Conventional wisdom dictates that you work hard, continually get promoted throughout your career, and get richer as a result. However, it doesn’t always work out that way. This blog will explore what is meant by, and the danger of, lifestyle inflation, the difference between being rich and wealthy and how you can defend yourself from lifestyle inflation.
What is lifestyle inflation?
Quite simply, lifestyle inflation occurs when your lifestyle becomes more expensive over time in line with your increasing income.
Whilst this trend is perfectly normal and should to a degree be encouraged, there are associated dangers.
When your income level increases, you will often feel the desire or the freedom to treat yourself, which is completely OK. However, if at the start of your career, you live pay-cheque to pay-cheque, this habit can be hard to shake. If you continue to empty your bank account each month, even after you’ve gained promotions and pay rises, you are at risk of suffering from lifestyle inflation. As pay rises are often small and incremental, it can be easy to add small everyday purchases to your expenditure without realising your outgoings are increasing dramatically over time.
A study by GoBankingRates found that 57% of Americans have less than $1,000 in their savings, and even families earning upwards of 500k a year can still end up with little or no money saved for emergencies. The reason may be lifestyle inflation: many people choose not to put away any extra because constantly they’re purchasing new things instead.
Those who suffer from chronic lifestyle inflation will visualise all surplus income as disposable income. This is especially an issue for people who do not pay into an automatic pension scheme, as often 100% of their income will be spent each year without accumulating any wealth.

“A high income makes you rich, but not wealthy.”

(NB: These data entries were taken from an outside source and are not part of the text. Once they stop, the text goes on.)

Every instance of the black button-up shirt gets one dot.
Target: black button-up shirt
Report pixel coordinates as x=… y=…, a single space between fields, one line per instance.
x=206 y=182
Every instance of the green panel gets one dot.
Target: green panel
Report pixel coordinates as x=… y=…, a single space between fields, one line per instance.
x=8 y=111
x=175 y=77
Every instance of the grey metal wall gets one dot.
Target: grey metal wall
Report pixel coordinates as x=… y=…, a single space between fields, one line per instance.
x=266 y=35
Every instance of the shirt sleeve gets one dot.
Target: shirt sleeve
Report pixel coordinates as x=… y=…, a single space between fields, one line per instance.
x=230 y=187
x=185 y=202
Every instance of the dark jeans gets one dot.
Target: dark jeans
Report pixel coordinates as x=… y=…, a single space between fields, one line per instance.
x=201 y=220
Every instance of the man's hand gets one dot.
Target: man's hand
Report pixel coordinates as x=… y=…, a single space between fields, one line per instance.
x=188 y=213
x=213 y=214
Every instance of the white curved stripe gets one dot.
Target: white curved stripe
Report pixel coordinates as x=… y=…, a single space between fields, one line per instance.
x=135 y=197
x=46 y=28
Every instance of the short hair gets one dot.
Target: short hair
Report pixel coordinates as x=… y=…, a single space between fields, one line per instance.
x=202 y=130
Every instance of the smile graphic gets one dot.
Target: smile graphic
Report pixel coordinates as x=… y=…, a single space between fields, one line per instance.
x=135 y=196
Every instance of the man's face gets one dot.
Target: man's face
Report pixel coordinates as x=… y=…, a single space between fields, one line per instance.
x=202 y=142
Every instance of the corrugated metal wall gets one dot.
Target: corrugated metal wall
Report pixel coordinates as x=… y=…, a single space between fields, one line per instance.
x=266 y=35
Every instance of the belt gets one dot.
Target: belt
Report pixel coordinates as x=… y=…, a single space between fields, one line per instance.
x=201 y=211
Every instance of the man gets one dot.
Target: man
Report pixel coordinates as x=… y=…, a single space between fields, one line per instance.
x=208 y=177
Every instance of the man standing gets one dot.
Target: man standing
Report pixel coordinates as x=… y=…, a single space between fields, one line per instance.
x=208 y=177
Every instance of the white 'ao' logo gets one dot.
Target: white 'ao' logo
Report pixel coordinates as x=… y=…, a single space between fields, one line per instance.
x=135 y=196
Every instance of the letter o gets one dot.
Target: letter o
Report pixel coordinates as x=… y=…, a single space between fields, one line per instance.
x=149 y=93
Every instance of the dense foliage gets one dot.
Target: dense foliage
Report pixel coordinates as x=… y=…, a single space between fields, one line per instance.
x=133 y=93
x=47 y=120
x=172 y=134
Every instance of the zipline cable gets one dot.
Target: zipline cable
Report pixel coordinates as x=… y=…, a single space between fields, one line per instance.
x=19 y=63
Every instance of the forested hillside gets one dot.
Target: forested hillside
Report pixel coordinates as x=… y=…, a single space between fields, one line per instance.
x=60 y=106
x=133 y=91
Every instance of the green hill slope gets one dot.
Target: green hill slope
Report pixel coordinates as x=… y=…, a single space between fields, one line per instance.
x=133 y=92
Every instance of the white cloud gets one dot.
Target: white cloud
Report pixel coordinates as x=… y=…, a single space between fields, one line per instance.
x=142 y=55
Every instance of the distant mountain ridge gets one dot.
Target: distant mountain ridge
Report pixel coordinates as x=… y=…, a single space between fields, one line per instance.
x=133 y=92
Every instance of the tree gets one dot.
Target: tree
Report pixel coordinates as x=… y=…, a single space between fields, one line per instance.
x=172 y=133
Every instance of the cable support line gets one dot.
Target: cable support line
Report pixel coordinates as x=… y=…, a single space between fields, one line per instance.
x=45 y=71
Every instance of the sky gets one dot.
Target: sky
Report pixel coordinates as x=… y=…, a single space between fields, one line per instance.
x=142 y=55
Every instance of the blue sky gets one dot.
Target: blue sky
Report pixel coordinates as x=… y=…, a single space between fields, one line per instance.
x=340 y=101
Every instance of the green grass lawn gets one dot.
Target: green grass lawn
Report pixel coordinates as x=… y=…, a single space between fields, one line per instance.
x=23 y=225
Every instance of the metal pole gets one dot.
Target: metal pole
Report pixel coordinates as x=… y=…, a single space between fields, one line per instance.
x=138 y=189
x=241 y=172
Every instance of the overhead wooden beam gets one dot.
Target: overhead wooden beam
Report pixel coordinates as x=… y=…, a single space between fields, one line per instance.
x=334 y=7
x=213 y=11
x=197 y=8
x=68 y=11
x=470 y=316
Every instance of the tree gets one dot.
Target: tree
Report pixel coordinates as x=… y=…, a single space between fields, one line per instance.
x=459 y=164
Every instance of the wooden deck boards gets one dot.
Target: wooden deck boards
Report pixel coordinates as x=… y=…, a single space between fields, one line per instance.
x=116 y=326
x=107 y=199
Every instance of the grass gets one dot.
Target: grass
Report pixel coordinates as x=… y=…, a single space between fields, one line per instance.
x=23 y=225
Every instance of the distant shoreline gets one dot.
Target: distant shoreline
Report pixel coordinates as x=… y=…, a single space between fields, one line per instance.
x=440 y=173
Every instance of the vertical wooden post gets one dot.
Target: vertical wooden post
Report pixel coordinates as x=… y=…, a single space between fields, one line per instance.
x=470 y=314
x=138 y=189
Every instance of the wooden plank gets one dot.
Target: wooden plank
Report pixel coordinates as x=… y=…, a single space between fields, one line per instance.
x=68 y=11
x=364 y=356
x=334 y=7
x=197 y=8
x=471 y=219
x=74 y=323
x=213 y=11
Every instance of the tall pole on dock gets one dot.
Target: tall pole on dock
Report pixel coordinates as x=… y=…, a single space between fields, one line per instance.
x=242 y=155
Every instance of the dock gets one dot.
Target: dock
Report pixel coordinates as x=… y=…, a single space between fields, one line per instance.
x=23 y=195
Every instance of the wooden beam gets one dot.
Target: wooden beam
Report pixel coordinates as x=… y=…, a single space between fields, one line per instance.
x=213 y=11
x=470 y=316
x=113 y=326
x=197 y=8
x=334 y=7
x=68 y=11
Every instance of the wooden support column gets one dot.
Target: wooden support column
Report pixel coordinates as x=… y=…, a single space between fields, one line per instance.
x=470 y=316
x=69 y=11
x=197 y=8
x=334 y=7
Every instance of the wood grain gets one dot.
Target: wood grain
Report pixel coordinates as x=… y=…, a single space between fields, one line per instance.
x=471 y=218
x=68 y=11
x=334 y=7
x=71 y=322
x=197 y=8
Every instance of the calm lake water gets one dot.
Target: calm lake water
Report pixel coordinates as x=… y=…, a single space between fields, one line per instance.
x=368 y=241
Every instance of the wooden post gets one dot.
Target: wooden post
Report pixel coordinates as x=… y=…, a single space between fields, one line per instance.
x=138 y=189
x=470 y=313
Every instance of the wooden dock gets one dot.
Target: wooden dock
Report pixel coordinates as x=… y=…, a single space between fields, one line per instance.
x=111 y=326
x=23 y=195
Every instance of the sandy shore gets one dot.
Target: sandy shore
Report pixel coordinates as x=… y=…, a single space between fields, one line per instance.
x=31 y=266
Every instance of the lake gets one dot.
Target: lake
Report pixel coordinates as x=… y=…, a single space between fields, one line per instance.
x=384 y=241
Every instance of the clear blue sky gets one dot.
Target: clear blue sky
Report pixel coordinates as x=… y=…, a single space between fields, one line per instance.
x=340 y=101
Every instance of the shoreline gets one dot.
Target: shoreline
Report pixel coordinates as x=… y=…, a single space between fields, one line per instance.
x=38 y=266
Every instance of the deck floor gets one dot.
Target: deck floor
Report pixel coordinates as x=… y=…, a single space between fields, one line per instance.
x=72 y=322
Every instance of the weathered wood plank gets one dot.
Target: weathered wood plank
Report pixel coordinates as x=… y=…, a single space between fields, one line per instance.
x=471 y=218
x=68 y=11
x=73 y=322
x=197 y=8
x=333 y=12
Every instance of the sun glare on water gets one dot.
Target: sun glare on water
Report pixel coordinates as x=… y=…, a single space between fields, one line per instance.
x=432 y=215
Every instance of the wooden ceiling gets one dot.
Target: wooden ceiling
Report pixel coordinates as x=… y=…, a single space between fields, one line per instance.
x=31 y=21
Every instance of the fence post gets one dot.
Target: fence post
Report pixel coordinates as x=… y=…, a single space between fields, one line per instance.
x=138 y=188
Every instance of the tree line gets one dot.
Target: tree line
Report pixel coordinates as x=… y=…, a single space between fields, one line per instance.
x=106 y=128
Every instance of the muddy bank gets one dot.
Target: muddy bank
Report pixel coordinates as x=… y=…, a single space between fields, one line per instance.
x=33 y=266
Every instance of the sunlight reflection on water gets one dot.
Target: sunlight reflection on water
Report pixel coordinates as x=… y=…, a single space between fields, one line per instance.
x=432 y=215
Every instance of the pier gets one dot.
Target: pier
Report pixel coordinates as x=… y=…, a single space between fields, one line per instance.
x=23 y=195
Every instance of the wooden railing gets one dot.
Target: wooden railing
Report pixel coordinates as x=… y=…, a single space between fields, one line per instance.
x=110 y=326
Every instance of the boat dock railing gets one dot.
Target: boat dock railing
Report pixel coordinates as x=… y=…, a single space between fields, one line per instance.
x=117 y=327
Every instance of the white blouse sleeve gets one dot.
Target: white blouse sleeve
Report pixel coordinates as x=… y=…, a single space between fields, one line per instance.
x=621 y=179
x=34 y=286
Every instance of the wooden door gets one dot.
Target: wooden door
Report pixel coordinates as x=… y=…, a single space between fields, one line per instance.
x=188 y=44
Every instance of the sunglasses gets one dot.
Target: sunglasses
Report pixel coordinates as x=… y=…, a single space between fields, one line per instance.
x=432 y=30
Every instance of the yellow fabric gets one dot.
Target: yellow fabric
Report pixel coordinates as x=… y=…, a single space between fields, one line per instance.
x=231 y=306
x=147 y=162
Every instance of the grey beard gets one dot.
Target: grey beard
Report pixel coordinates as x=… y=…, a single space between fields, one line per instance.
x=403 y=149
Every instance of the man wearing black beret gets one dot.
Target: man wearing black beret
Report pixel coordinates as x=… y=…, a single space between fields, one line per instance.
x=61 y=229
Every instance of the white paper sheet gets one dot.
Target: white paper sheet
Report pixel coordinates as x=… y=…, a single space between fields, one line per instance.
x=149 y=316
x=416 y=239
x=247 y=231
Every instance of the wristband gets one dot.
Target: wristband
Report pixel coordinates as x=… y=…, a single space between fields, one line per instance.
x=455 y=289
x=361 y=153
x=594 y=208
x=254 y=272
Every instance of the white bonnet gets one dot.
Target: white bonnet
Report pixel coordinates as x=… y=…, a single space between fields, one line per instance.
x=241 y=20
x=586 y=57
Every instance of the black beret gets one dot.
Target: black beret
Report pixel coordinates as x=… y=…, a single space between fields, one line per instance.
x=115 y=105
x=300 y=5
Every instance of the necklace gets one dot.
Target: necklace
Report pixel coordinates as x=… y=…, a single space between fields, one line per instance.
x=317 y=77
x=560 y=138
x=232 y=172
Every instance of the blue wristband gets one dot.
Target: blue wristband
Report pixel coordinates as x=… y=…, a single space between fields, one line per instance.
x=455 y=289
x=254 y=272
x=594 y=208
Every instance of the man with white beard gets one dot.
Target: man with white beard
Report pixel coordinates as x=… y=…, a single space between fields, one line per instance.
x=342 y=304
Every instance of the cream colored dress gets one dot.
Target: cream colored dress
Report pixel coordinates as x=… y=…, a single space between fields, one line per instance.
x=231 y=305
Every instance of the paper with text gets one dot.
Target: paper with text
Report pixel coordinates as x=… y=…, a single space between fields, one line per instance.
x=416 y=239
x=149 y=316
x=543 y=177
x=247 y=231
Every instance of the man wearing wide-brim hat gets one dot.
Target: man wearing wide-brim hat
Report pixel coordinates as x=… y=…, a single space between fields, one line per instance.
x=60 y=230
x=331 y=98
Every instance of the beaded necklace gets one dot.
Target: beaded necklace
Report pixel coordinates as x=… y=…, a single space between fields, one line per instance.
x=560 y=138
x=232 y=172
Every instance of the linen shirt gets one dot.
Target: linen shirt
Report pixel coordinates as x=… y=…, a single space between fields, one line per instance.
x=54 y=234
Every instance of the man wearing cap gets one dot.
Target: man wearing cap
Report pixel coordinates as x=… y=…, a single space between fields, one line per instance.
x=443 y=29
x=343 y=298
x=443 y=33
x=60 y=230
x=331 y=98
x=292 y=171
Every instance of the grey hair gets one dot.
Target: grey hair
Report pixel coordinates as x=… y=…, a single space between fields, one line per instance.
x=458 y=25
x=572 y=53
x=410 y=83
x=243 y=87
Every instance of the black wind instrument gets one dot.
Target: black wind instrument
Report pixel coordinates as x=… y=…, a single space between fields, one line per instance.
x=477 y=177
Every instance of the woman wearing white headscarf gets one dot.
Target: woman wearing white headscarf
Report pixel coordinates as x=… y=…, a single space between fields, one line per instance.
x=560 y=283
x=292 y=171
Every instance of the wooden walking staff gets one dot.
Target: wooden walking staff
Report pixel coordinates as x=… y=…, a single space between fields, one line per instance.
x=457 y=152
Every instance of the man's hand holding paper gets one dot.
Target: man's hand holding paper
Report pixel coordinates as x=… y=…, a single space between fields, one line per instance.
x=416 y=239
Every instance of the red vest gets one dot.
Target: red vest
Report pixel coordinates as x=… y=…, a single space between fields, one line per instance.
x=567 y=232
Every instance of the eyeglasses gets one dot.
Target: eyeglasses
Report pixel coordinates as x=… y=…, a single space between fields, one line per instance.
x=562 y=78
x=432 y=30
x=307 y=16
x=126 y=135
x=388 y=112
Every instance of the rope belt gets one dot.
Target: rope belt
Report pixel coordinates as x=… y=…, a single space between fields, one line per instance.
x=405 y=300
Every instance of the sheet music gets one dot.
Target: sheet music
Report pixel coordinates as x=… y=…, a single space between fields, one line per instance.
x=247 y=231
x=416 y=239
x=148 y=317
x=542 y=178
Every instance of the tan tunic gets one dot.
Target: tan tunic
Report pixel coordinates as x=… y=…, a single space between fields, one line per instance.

According to Robert Kiyosaki, the amount of money you earn can make you rich; it does not, however, make you wealthy. Kiyosaki believes being rich is categorised by your income bracket. However, wealth is how long you can survive without income.
For example, a person who earns $180,000 per annum can be classified as rich. However, if their expenditure amounts to $160,000 per annum, they will be unable to survive for long without that income. In Kiyosaki’s eyes, wealth is measured in the amount of income-generating assets you own. These can be rental incomes from real-estate, dividend and interest payments from investment portfolios, or revenues from online assets. The list of potential income-generating assets is a long one. To become wealthy, according to Kiyosaki, the purchasing of these types of assets should be prioritised.
Stop trying to keep up with the Joneses
In the modern, social media dominated world, it can be difficult to avoid the temptation to try and match your peers in terms of spending. This phenomenon is known as “keeping up with the Joneses”. When you see people going on expensive trips, buying flashy cars or splashing out on lavish dinners, you may feel as if you’re lagging behind them. Don’t worry! A person’s social media is showing you exactly how they wish to be seen. It doesn’t show the more important things such as their bank balance or mental health. Focus on yourself and your own personal goals, avoid trying to seek approval from others by impressing them.